C is a horrible language to start with and C++ even more. It's wonderfully versatile, but when you try to learn something, you have to be able to focus on the basic principle, without being distracted with trying to remember all memory handles, so that you can free them later on. Also, teachers like to show off with stuff like, instead of trying to teach anything.
((barValue*)((complexType*)foo->bar))[3].x()

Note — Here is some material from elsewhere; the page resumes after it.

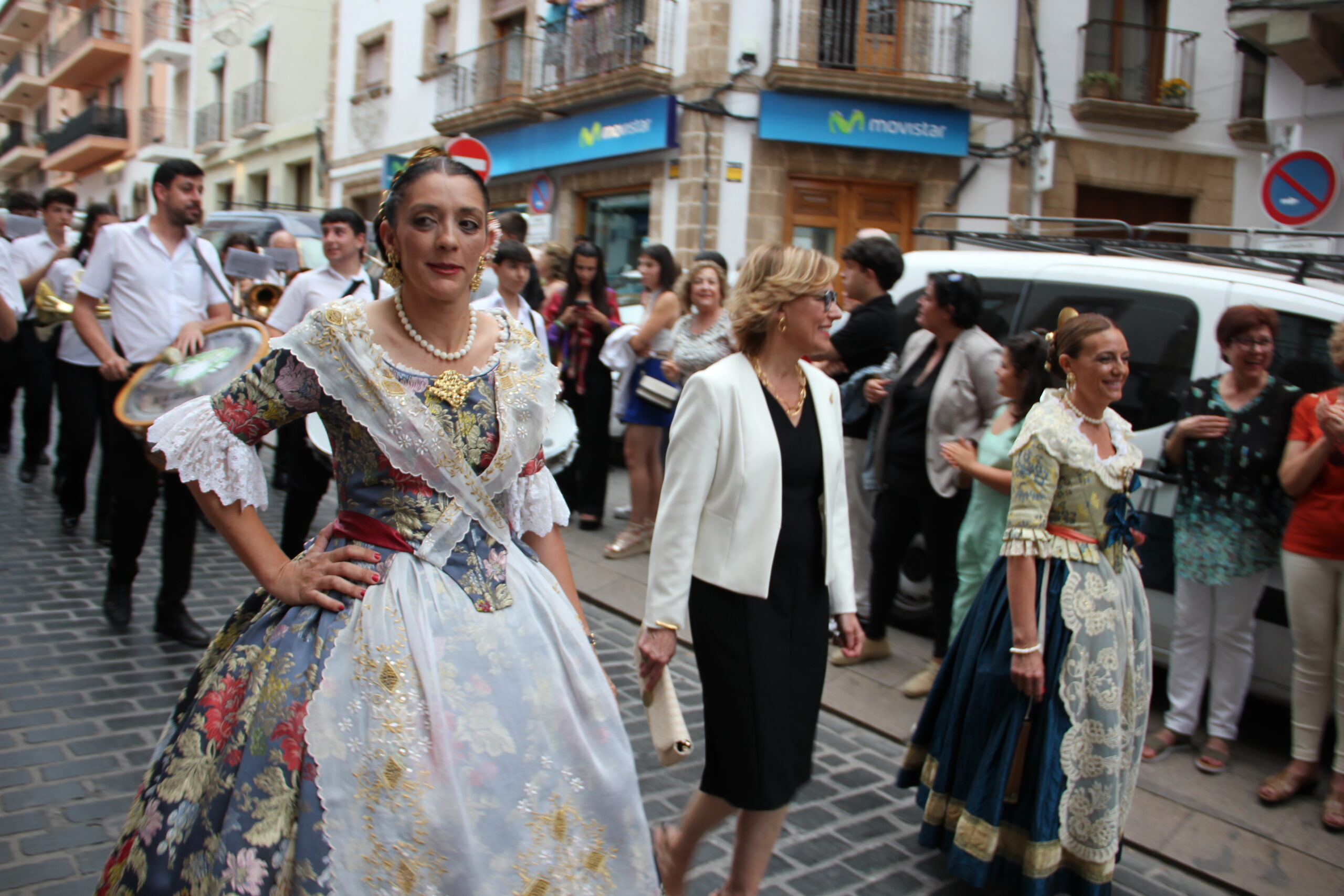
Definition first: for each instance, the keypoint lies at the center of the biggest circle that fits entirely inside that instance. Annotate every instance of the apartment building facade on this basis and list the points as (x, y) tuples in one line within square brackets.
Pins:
[(94, 96), (260, 102)]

hansschmucker: Don't. Really, don't. There are plenty of script languages which won't scar you forever. Anyway, in case somebody missed it, I started writing a JS tutorial over
here Wishbone: Yes, I know. Javascript is just somewhat more complicated than VBScript (or more advanced, if you will), so if you have zero programming experience, I think VBScript is an easier place to start. I learned programming using C++ in school, but if I hadn't had to stick with it to pass, I might not have had the tenacity to keep at it for long. Of course, at some point you pass a sort of "point of no return", after which you can keep going by yourself, but to get there, you need to put in a lot of work.
Javascript has a lot of features, but the nice thing is that you can entirely ignore them if you want to. You can equally well write a BASIC-style function based code or a prototype based OOP-style.
I usually teach JS, because, as a C-LIKE language, it's incredibly well structured, while BASIC variants often adopt bits and pieces from whatever language the developer currently fancies. That may be C, that may be LINGO, that maybe PYTHON, that may be PERL. There's no structure. You think you understand the logic in one part only to see that a different part has an entirely different logic.